Autism children can improve at five weeks with substantial improvements at 8 weeks. See “Participants experiences.” But everyone is different.
The beauty of using your own immune system to attack disease or cancer is that it remembers how to defeat it for the rest of your life: it doesn’t come back. And unlike chemotherapy, the side effects are trivial.
The only way you can tell if GcMAF is genuine and active is to test with living cells in a laboratory. See “Quality and Tests of our GcMAF.” To recap:
We put live macrophages cells and MCF7 breast cancer cells together; nothing happens. Then we add GcMAF; in 72 hours the macrophages eat all the MCF7 cancer cells. We then put only GcMAF and MCF7 together, and the GcMAF turns the cancer cells back into healthy cells.
We have GcMAF available for preclinical trials. See “Buy GcMAF”.

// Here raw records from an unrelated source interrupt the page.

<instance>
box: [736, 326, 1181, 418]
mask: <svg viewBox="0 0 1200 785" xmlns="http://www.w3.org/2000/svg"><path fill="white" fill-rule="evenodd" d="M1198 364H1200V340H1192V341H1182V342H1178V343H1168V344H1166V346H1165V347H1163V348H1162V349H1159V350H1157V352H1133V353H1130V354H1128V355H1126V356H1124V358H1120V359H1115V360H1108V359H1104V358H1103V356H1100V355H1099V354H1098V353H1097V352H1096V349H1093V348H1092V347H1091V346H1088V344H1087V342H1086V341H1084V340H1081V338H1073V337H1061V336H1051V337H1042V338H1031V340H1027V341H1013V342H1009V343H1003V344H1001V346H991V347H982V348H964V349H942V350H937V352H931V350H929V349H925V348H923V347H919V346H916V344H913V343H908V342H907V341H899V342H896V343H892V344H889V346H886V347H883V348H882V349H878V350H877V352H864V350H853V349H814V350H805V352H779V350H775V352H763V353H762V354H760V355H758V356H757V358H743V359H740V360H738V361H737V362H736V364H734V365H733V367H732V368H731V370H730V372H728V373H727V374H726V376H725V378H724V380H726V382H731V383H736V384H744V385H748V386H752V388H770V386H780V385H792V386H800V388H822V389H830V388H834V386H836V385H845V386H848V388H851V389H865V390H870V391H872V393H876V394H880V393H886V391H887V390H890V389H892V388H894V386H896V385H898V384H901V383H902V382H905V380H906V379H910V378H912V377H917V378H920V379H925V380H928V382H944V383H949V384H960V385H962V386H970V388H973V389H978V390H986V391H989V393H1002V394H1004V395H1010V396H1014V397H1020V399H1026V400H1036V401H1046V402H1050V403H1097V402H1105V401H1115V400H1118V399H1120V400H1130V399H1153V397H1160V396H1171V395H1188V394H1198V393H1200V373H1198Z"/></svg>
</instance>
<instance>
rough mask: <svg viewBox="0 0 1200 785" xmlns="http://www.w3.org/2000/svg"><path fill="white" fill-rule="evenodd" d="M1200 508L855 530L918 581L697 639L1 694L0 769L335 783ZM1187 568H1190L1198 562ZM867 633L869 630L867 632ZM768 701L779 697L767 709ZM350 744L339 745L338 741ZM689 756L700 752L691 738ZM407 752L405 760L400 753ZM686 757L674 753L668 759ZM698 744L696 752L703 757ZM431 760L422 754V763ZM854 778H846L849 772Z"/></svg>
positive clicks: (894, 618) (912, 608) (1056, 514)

You must read at least all of “Buy GcMAF” and “Treatment strategies” on the left if you want to take this further. And you must be prepared to give us feedback.
American Journal of Immunology 10 (1): 23-32, 2014
The first paper on the results in the Treatment Centre has been published.
The highlights of the results section include an average tumour reduction of 25% a week, and before and after ultrasonography scans of tumour shrinkage with measurements. Patient 3 is the most representative with a 27% reduction, and four other patients (not shown) with similar results. All 26 patients showed significant clinical improvements.